Association rule mining finds interesting associations and correlation relationships among large sets of data items. Association rules show attribute value conditions that occur frequently together in a given data set. A typical example of association rule mining is Market Basket Analysis.
Data is collected using bar-code scanners in supermarkets. Such market basket databases consist of a large number of transaction records. Each record lists all items bought by a customer on a single purchase transaction. Managers would be interested to know if certain groups of items are consistently purchased together. They could use this data for adjusting store layouts (placing items optimally with respect to each other), for cross-selling, for promotions, for catalog design, and to identify customer segments based on buying patterns.
Association rules provide information of this type in the form of if-then statements.

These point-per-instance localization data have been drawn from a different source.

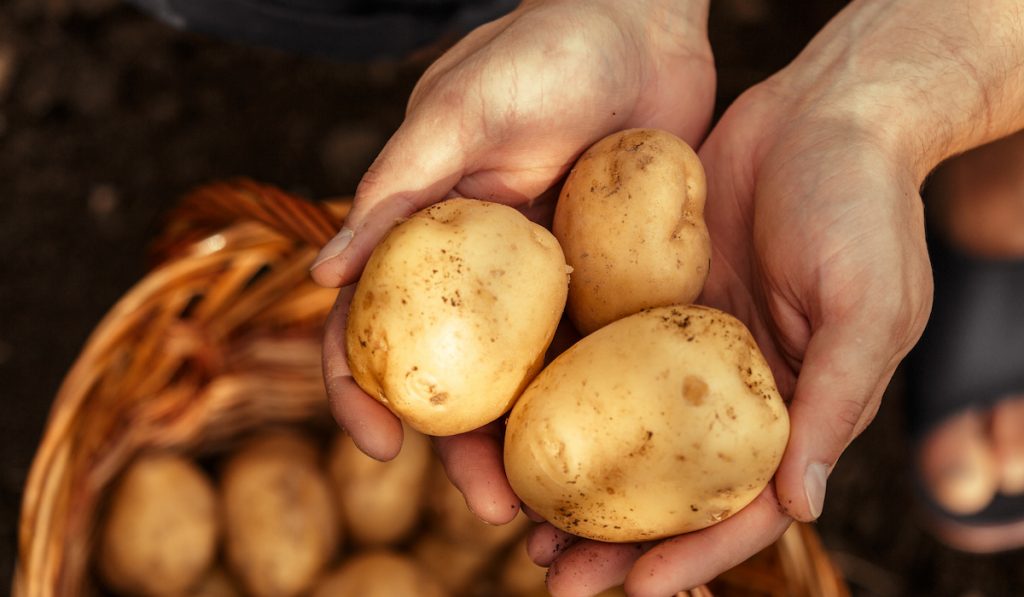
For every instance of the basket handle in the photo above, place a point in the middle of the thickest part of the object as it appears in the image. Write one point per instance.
(213, 207)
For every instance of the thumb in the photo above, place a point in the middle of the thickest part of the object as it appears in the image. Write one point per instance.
(418, 166)
(838, 392)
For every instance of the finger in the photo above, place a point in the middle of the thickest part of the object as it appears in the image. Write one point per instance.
(839, 389)
(587, 567)
(418, 166)
(374, 429)
(689, 560)
(546, 543)
(473, 464)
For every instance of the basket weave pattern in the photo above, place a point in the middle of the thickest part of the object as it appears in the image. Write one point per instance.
(221, 337)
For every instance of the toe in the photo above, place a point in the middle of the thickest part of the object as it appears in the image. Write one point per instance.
(1008, 443)
(958, 465)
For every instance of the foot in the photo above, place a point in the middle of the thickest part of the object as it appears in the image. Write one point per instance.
(971, 459)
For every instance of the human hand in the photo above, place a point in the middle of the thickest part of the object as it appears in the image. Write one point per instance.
(502, 117)
(817, 233)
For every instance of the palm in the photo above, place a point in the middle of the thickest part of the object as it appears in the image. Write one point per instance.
(818, 247)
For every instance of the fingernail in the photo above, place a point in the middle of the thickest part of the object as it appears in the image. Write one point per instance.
(334, 247)
(814, 486)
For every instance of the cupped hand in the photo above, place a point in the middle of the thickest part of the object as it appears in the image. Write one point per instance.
(502, 117)
(818, 246)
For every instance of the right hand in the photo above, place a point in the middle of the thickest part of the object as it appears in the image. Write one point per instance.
(502, 117)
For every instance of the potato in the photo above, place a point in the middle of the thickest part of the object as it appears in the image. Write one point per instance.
(281, 526)
(380, 502)
(630, 218)
(657, 424)
(453, 313)
(379, 573)
(160, 535)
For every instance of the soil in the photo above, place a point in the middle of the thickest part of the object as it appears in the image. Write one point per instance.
(108, 116)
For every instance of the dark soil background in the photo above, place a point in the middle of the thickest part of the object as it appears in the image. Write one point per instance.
(107, 117)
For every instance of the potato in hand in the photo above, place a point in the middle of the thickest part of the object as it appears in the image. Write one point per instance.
(630, 218)
(662, 423)
(454, 312)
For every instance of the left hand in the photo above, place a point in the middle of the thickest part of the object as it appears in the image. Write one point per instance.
(818, 246)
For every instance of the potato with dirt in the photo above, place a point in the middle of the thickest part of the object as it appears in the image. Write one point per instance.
(453, 313)
(380, 502)
(281, 524)
(657, 424)
(160, 534)
(630, 219)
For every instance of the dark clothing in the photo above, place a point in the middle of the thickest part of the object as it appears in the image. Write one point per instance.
(347, 30)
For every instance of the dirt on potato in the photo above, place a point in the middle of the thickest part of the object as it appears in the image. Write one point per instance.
(107, 117)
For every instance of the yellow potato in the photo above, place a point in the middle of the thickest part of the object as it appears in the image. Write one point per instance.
(281, 526)
(453, 313)
(380, 502)
(630, 218)
(662, 423)
(379, 573)
(160, 534)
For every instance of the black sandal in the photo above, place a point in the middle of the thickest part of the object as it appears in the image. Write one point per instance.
(970, 356)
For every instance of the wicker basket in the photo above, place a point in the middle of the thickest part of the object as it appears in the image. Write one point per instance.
(220, 338)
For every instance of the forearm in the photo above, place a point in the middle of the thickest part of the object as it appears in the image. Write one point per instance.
(932, 78)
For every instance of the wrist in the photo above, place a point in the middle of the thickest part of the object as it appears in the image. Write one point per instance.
(924, 82)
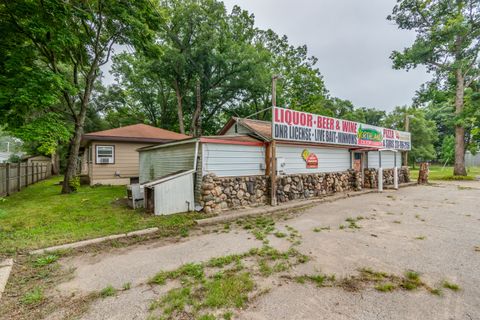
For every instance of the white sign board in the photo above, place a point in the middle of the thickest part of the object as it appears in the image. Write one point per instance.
(292, 125)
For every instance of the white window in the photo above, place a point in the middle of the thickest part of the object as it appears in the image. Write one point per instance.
(105, 154)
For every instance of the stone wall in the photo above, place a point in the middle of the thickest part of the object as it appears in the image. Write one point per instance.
(221, 193)
(371, 177)
(305, 186)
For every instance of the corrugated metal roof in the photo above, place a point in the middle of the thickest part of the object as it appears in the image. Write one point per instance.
(261, 128)
(136, 132)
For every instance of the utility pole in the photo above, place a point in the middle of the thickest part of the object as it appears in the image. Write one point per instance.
(407, 129)
(273, 153)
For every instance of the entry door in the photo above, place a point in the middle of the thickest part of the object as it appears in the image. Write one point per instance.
(357, 161)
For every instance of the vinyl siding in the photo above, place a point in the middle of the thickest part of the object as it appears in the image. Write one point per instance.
(174, 196)
(226, 160)
(388, 159)
(199, 175)
(166, 160)
(239, 130)
(329, 159)
(126, 161)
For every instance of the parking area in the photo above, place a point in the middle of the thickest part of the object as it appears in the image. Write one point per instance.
(407, 254)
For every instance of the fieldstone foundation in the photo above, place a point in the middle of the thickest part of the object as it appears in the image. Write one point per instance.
(223, 193)
(233, 192)
(371, 177)
(306, 186)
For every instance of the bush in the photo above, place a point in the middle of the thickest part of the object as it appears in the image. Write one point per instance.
(74, 183)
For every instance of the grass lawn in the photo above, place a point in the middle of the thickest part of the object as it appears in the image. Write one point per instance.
(39, 216)
(438, 172)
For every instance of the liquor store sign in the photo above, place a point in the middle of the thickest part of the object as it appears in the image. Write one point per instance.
(301, 126)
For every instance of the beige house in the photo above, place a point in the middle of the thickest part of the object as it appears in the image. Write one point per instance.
(111, 157)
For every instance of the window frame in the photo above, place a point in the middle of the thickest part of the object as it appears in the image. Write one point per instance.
(103, 146)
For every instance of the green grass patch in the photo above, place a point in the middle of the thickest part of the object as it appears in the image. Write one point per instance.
(219, 292)
(411, 281)
(39, 216)
(451, 286)
(33, 297)
(46, 260)
(320, 280)
(230, 291)
(446, 173)
(319, 229)
(108, 291)
(127, 286)
(385, 287)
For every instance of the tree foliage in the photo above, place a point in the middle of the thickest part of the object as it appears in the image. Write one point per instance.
(447, 43)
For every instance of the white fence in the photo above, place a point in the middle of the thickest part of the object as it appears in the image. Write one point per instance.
(16, 176)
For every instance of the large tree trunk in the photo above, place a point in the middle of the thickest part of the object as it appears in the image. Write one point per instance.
(56, 163)
(196, 126)
(459, 167)
(71, 170)
(179, 107)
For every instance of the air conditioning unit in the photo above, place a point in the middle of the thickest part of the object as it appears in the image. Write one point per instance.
(105, 160)
(135, 195)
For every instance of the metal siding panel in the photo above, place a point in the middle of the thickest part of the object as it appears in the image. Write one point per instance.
(172, 196)
(329, 159)
(226, 160)
(157, 163)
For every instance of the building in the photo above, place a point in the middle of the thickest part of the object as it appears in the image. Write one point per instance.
(110, 156)
(4, 156)
(234, 169)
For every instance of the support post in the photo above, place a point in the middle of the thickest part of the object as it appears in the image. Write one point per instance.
(380, 179)
(395, 172)
(19, 172)
(380, 172)
(273, 174)
(7, 177)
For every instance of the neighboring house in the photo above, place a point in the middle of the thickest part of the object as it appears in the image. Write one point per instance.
(111, 157)
(40, 160)
(4, 156)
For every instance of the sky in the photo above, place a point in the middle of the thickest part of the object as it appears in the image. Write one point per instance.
(352, 40)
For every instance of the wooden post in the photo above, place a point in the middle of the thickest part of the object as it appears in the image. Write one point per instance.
(273, 174)
(7, 176)
(19, 172)
(26, 174)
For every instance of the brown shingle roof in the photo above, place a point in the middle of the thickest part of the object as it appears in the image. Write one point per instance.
(261, 128)
(136, 132)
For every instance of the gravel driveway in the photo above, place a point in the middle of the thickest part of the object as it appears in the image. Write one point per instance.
(433, 230)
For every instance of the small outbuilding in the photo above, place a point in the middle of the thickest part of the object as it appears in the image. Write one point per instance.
(235, 168)
(111, 157)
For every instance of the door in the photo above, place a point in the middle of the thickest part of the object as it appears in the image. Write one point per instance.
(357, 161)
(175, 195)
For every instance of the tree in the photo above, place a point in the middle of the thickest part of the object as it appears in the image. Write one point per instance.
(447, 43)
(140, 93)
(447, 153)
(44, 135)
(71, 40)
(424, 133)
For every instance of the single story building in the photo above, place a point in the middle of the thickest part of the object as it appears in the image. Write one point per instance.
(110, 156)
(235, 168)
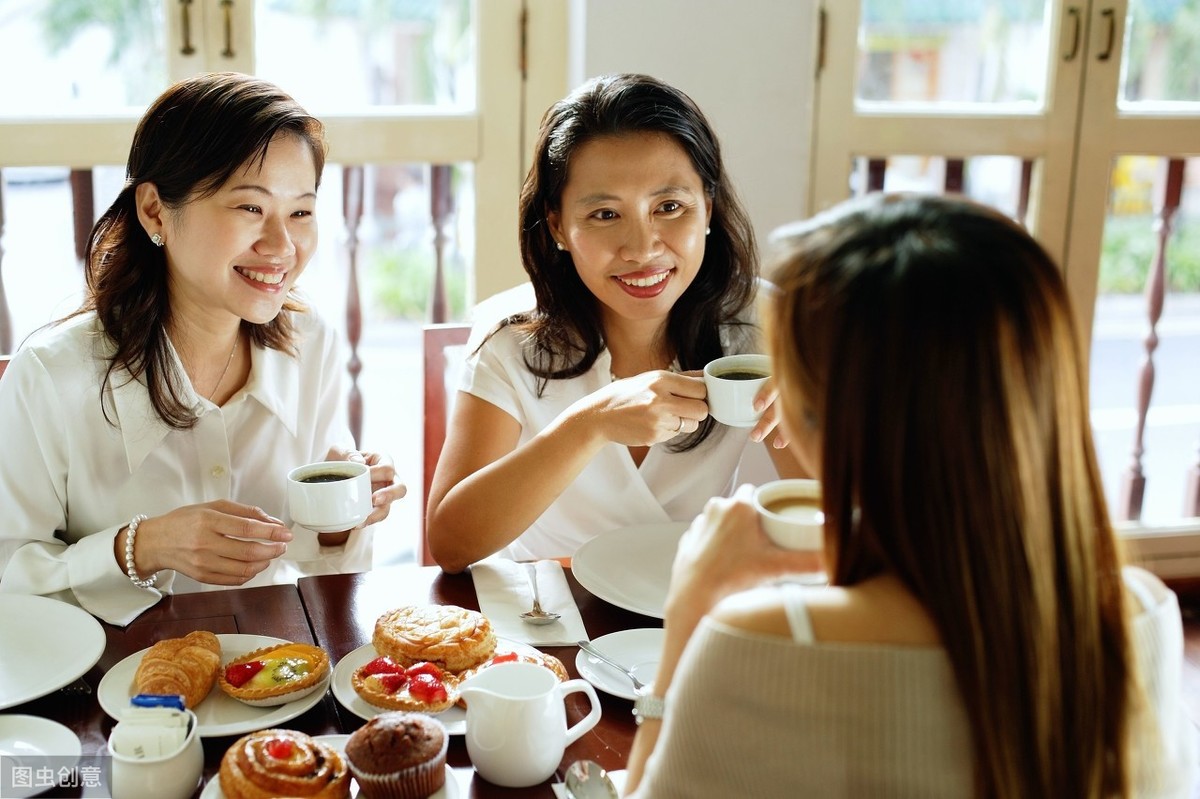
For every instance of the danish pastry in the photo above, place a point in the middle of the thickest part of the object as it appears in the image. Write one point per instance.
(183, 666)
(453, 637)
(282, 763)
(275, 674)
(423, 686)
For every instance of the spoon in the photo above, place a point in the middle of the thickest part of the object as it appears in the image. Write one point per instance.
(588, 780)
(535, 614)
(624, 670)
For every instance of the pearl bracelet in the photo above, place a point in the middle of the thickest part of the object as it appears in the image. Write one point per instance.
(130, 569)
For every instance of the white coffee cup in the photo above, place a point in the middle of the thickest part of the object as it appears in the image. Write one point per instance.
(516, 722)
(790, 511)
(172, 774)
(331, 496)
(731, 388)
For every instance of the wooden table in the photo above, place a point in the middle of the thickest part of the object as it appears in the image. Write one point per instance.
(336, 612)
(342, 611)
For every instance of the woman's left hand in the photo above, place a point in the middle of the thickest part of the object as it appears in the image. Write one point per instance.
(385, 488)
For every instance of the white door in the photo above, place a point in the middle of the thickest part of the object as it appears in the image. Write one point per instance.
(1036, 107)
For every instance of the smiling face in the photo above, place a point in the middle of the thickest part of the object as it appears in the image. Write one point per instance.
(237, 254)
(633, 216)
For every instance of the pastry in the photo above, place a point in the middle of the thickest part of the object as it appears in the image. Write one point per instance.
(423, 686)
(399, 756)
(504, 655)
(453, 637)
(282, 763)
(275, 674)
(183, 666)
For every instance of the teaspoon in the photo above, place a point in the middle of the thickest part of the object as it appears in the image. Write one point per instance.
(588, 780)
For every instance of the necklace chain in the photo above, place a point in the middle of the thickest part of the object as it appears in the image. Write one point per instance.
(226, 370)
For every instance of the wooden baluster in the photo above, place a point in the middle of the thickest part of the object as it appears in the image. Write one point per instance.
(954, 175)
(5, 316)
(876, 168)
(1023, 198)
(1133, 484)
(1192, 493)
(352, 211)
(83, 209)
(441, 205)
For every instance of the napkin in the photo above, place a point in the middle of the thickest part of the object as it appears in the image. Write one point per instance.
(618, 780)
(504, 594)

These rules are computed from the data and, unlike the if-then rules of logic, association rules are probabilistic in nature.
In addition to the antecedent (if) and the consequent (then), an association rule has two numbers that express the degree of uncertainty about the rule. In association analysis, the antecedent and consequent are sets of items (called itemsets) that are disjoint (do not have any items in common).
The first number is called the support for the rule. The support is simply the number of transactions that include all items in the antecedent and consequent parts of the rule. The support is sometimes expressed as a percentage of the total number of records in the database.)
The other number is known as the confidence of the rule. Confidence is the ratio of the number of transactions that include all items in the consequent, as well as the antecedent (the support) to the number of transactions that include all items in the antecedent.
For example, if a supermarket database has 100,000 point-of-sale transactions, out of which 2,000 include both items A and B, and 800 of these include item C, the association rule "If A and B are purchased, then C is purchased on the same trip," has a support of 800 transactions (alternatively 0.8% = 800/100,000), and a confidence of 40% (=800/2,000). One way to think of support is that it is the probability that a randomly selected transaction from the database will contain all items in the antecedent and the consequent, whereas the confidence is the conditional probability that a randomly selected transaction will include all the items in the consequent, given that the transaction includes all the items in the antecedent.
Lift is one more parameter of interest in the association analysis. Lift is nothing but the ratio of Confidence to Expected Confidence. Using the above example, expected Confidence in this case means, "confidence, if buying A and B does not enhance the probability of buying C." It is the number of transactions that include the consequent divided by the total number of transactions. Suppose the number of total number of transactions for C are 5,000. Thus Expected Confidence is 5,000/1,00,000=5%. For the supermarket example the Lift = Confidence/Expected Confidence = 40%/5% = 8. Hence, Lift is a value that gives us information about the increase in probability of the then (consequent) given the if (antecedent) part.
A lift ratio larger than 1.0 implies that the relationship between the antecedent and the consequent is more significant than would be expected if the two sets were independent. The larger the lift ratio, the more significant the association.